Acceleration power spectral density curve of rocket launcher base in z direction

From the acceleration power spectral density curve, it can be seen that the acceleration power spectral density in the vertical direction of the rocket launcher base is mainly concentrated between 2.11 Hz and 4.38 Hz, while the peak appears in several different positions, the more obvious are 2.31 Hz, 2.96 Hz and 3.50 Hz. For the rocket launching process, the minimum vibration frequency [9] is about 7 Hz, when the lowest order frequency of the launcher is relatively high, which well avoids the vibration frequency of the whole vehicle at different speeds.

The 1st to 6th order modes of the rocket launcher itself can be known by finite element calculation, as shown in Table 2.

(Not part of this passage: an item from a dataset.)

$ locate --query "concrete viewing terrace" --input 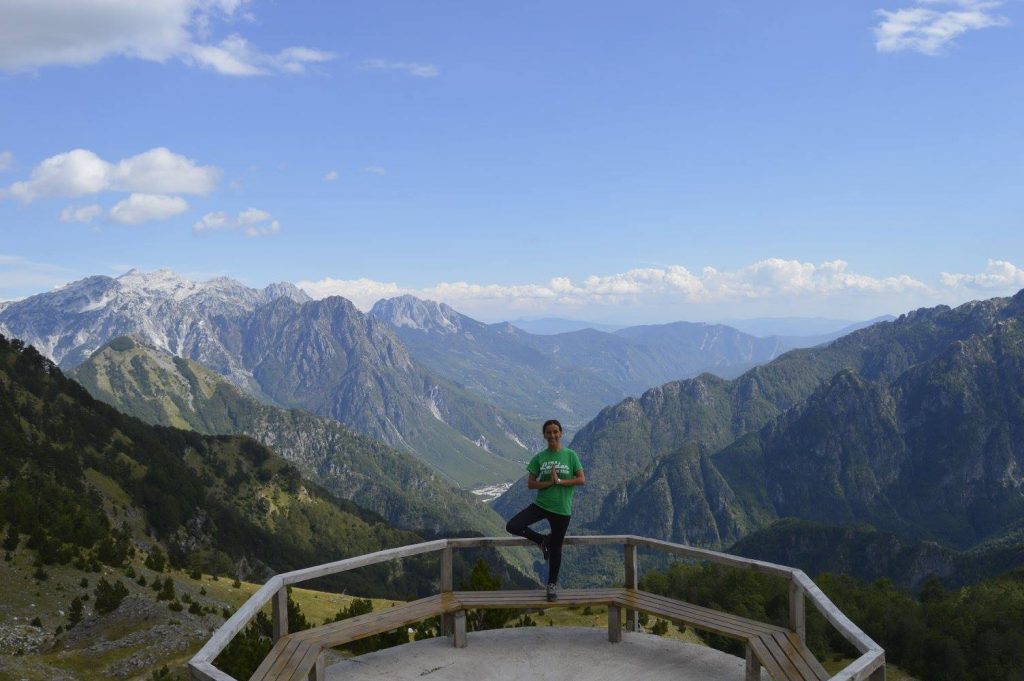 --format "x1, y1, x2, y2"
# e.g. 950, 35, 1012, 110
188, 536, 885, 681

Table 2 Modal calculation results of rocket launcher

The natural frequencies of the rocket launcher in the second and third modes are 2.00 Hz and 4.18 Hz, as shown in Fig. 8. In the driving process of the rocket launcher, the frequency of the peak value is different from the natural frequency of the rocket launcher, which avoids the danger of resonance.

Fig. 8

Second and third order vibration modes of rocket launcher

3.2 Ride Comfort Analysis

According to the ISO2631-1 1997 (E) standard, when the peak coefficient of vibration waveform is less than 9, the basic evaluation method-weighted root mean square of acceleration [10] is used to evaluate the effect of vibration on human comfort and health. When using this method, the axial acceleration curve, the power spectral density of acceleration and the root mean square formula of acceleration should be calculated.

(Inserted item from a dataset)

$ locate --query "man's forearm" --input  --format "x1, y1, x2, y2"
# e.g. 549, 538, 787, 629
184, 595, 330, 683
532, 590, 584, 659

$$a_{w} = \left[ {\frac{1}{T}\int\limits_{0}^{T} {a_{w}^{2} (t)dt} } \right]^{\frac{1}{2}}$$

(5)

When considering three axial vibrations at the same time, the root mean square of the total weighted acceleration of the three axes can be calculated according to the following formula:

$$a_{v} = \left[ {\left( {1.4a_{xw} } \right)^{2} + \left( {1.4a_{yw} } \right)^{2} + a_{zw}^{2} } \right]^{\frac{1}{2}}$$

(6)

In the formula: \(a_{xw}\) is the root mean square of x axis weighted acceleration, \(a_{xw}\) is the root mean square of y axis weighted acceleration, and \(a_{zw}\) is the root mean square of z axis weighted acceleration.

This paper analyzes the ride comfort of the rocket launcher and studies the bad vibration of the rocket launcher at different speeds on the C-class road surface. Table 3 shows the total weighted acceleration root mean square of the rocket launcher base.

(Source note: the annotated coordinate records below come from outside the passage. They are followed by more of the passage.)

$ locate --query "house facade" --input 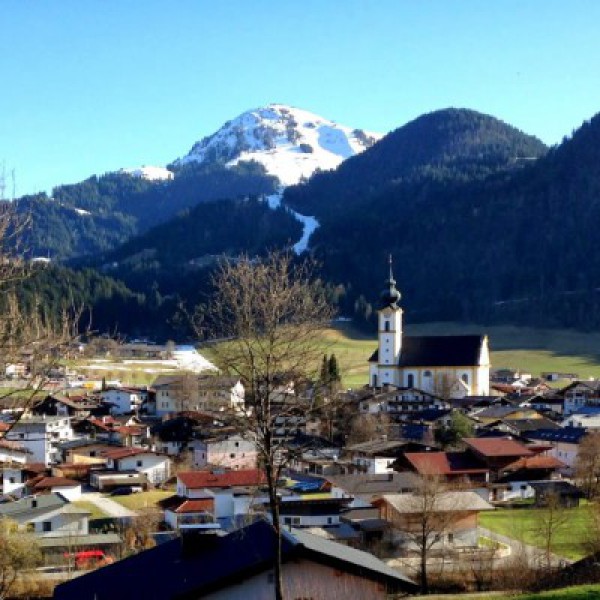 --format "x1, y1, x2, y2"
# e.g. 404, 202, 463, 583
194, 435, 258, 470
5, 416, 73, 466
369, 259, 490, 398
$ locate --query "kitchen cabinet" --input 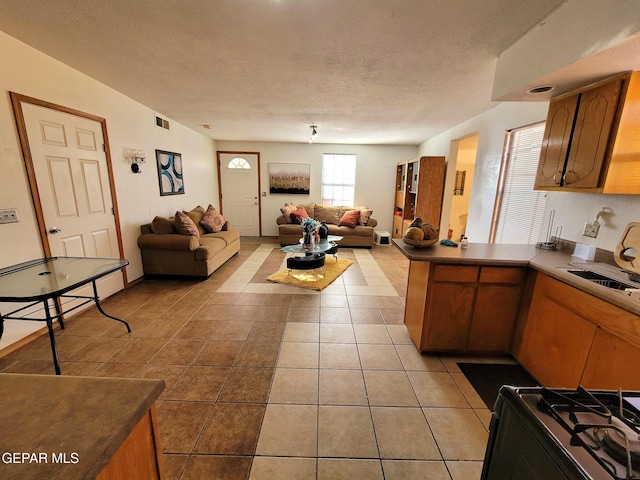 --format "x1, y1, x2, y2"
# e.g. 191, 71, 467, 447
405, 262, 527, 353
514, 274, 640, 390
96, 405, 163, 480
391, 157, 445, 238
581, 328, 640, 390
534, 72, 640, 193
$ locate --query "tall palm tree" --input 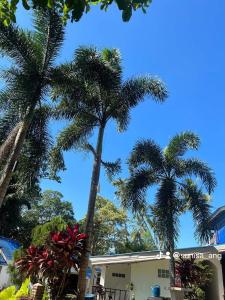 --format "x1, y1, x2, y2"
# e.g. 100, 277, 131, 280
50, 47, 167, 299
119, 132, 216, 286
0, 10, 64, 207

Table 3 Total weighted acceleration root mean square of rocket launcher base

As can be seen from Table 3, with the increase of vehicle speed, the ride comfort of the rocket launcher base becomes worse and worse, but the weighted root mean square of acceleration an is less than the specified value [10] 2.5 m/s². For the rocket launcher structure, the bad degree of vibration acceleration will not affect the rocket launcher parts and electronic components, and can well meet the ride comfort requirements.

4 Conclusion

In this paper, the dynamic model of rocket launcher with plate spring suspension is established, the generation program of C class road spectrum is compiled, and the driving dynamics simulation of the rocket launcher is carried out at different speeds. the vibration acceleration curve of the rocket launcher base in 3 direction and the acceleration power spectrum density curve in z direction are obtained. Through the simulation analysis, we can get the following conclusions:

1. (1)

   The stiffness of leaf spring obtained by reverse simulation method can effectively reproduce its load-bearing characteristics, which ensures the accuracy of dynamic simulation modeling.

2. (2)

   The power spectral density of vertical vibration acceleration of rocket launcher base is studied, and its peak value is mainly between 2.11 Hz and 4.38 Hz. From the point of view of the launching vibration frequency and natural frequency of the rocket launcher, the resonance problem of the rocket launcher can be effectively avoided.

3. (3)

   With reference to the vehicle ride comfort index, the ride comfort of the rocket launcher is studied. The weighted root mean square of acceleration \(a_{v}\) of the rocket launcher under the 60 km/h speed of class C road surface is less than the specified value 2.5 m/s², which provides a reference for the anti-overload and vibration reduction design of the weapon system.